Status information gets out of step

The queue manager holds information in queues. For example each channel has information about the sequence number of the message flow. If this gets out of sync, then you have to manually resync them.

If you restore the SYSTEM.CHANNEL.SYNCQ from last week – it will have the values from last week. If you restore this data, the channels will fail to start because the sequence numbers do not match, and you need to use the reset channel command.

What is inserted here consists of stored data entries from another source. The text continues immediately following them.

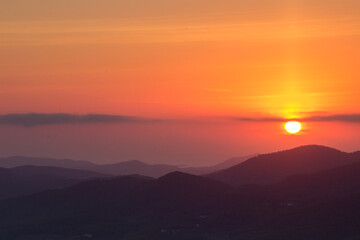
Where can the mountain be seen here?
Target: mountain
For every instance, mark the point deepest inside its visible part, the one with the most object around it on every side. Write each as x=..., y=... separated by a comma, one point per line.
x=273, y=167
x=321, y=205
x=223, y=165
x=111, y=208
x=30, y=179
x=121, y=168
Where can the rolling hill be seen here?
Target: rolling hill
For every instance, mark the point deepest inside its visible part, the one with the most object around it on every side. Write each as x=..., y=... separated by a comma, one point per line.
x=273, y=167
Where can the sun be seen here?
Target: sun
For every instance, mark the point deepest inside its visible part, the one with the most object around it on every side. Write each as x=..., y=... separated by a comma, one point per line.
x=293, y=127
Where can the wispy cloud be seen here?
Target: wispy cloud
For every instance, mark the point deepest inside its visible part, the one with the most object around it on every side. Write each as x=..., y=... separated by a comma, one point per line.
x=355, y=118
x=37, y=119
x=350, y=118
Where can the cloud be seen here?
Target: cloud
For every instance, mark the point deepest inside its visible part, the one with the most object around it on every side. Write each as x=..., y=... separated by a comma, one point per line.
x=264, y=119
x=354, y=118
x=350, y=118
x=38, y=119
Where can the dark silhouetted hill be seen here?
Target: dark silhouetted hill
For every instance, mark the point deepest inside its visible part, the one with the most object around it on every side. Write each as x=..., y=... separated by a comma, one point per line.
x=273, y=167
x=30, y=179
x=310, y=206
x=121, y=168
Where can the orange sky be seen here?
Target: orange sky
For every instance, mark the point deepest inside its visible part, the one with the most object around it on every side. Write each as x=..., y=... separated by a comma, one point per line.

If you really want to do backup and restore…

Before you back up..

If this is a full repository, “just” move it to another queue manager.
Stop receiver channels, so work stops flowing into the queue manager
Set all application input queues to put disabled, to stop applications from putting to the queues.
Let the applications drain all application queues (and send the replies back)
Make sure all queues, such as Dead Letter Queue, and Event Queues have been processed and the queues are empty.
Make sure all transmission queues are empty, including SYSTEM.CLUSTER.TRANSMIT.QUEUE and any Split Cluster Transmit queues.
Shut down the queue manager, letting all work end cleanly.
Backup the queue manager files
Make a record of every configuration change you make, such as alter qlocal.

If you need to restore.. you need to empty the queue manager before you overwrite it.

Make sure there are no threads in doubt.
Make sure all transmission queues are empty
Have applications process all of the application messages, or offload the messages
Shut down MQ
Restore from your backup.
Any MCA channels which have been used may have the wrong sequence numbers, and will need to be reset
You may need to refresh cluster, so that you get the latest definitions sent the machine, and the information on local objects is propagated back to the full repository.
If you offloaded application messages, restore them
Reapply any changes, such as alter QL…
You need to be careful about applications connecting to your queue manager it is ready to do work. You might want to use strtmqm -ns to start in restricted mode.

It is dangerous if you restore the queue manager in a different place

You need to be careful if you restore a queue manager to a different place.

If you restore it, and start it, then channels are likely to start, and messages flow. For example it will contact the full repository, and send information about the objects in the newly restored queue manager. The full repository will get confused as you have two queue managers with the same name, and same unique name sending information. It is difficult to resolve this once it has occurred. People have been known to do this when testing their disaster recovery procedures – and thus causing a major problem!

One more point…

As wpkf pointed out.

You can start the QM without starting the channel. strmqm -ns prevents any of the following processes from starting automatically when the queue manager starts: the channel initiator, the command server, listeners, and services. All connection authentication configuration is suppressed.